Il banco da falegname è il primo ed il più importante tra gli attrezzi per la lavorazione manuale del legno, perché permette di tenere fermi i legnami nella posizione più conveniente e comoda per il taglio, la piallatura, la foratura, in modo che tutte queste operazioni possano essere effettuate con entrambe le mani libere.

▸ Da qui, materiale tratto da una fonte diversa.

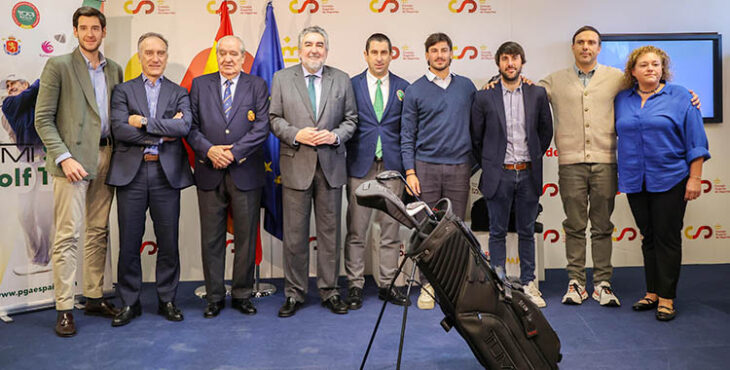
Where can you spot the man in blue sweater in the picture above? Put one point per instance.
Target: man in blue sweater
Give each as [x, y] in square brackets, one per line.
[435, 140]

Nella sua versione moderna è ancora sostanzialmente identica a quella in uso nel settecento ( e prima ). Si tratta di un piano di lavoro assai pesante e robusto (lo spessore può variare da 5 a 10 cm; comunemente lungo da 2 a 2,5 metri e largo da 70 cm in su, costruito in legno massiccio (generalmente olmo, faggio, rovere o addirittura noce), che poggia su una robusta intelaiatura costituita de quattro grosse gambe collegate tra loro da traverse tiranti, sempre in legno duro. Di solito il piano del banco non è permanentemente fissato alla base, ma è semplicemente appoggiato su di essa, per agevolarne lo smontaggio e il trasporto. Contro il rischio di infortuni, quattro (o più') robusti tenoni, praticati sull'intelaiatura di base sono inseriti in corrispondenti alveoli (detti mortase) preparati nella superficie inferiore del ripiano. L'ingente peso del ripiano stesso, mantiene il tutto assiemato in modo sicuro. A volte la stessa base è smontabile, perché i tiranti longitudinali finiscono con tenoni passanti nelle gambe, e sono bloccati con cunei o altri accorgimenti. L'altezza da terra del piano di lavoro è generalmente tra gli 80 e i 90 cm. a seconda dall'uso che se ne voglia fare. Banchi "da falegname" propriamente detti sono in genere più bassi: qui sono le operazioni di piallatura che vengono considerate in precedenza a tutte le altre, che' tali esigono l'operatore di applicare forza verso il basso. Dove invece i banchi destinati agli intagliatori devono portare la superficie di lavoro più' vicina agli occhi dell'artigiano..

Il banco da falegname normalmente è fornito di due morse - in legno quelle tradizionali, di metallo quelle moderne - nelle quali le ganasce fisse sono costituite dalle stesse fiancate del banco. Le viti che spostano le ganasce sono comunemente fatte d'acciaio, ma spesso sono di un legno molto duro, com' erano fatte una volta e di un'essenza particolarmente indicata a questo impiego. La morsa di sinistra, quella detta morsa da banco, ha la ganascia mobile che si sposta parallelamente al lato maggiore del banco stesso e permette di stringere le assi in modo da piallarne la costa o di segarle. La morsa di destra detta toppo da scorrere, o carretto, o carrello, è di solito sagomata a foggia di 'L', il cui tratto maggiore verticale scorre per il lato lungo del banco, mentre la parte più corta ( la base di questa L ) risulta rivolta in parallelo al lato corto adiacente. Nel "carretto" sono presenti una o più' mortase a sezione rettangolare ( si vedano i "cani" qui' sotto ) nella quale si innesta un fermo che si fa protendere al disopra del ripiano del banco, mentre altre mortase sono disposte in fila, lungo tutto il bordo anteriore. In questo modo, con un secondo fermo, si può bloccare un asse o tavola di qualsiasi misura, per poterne lavorare la faccia superiore.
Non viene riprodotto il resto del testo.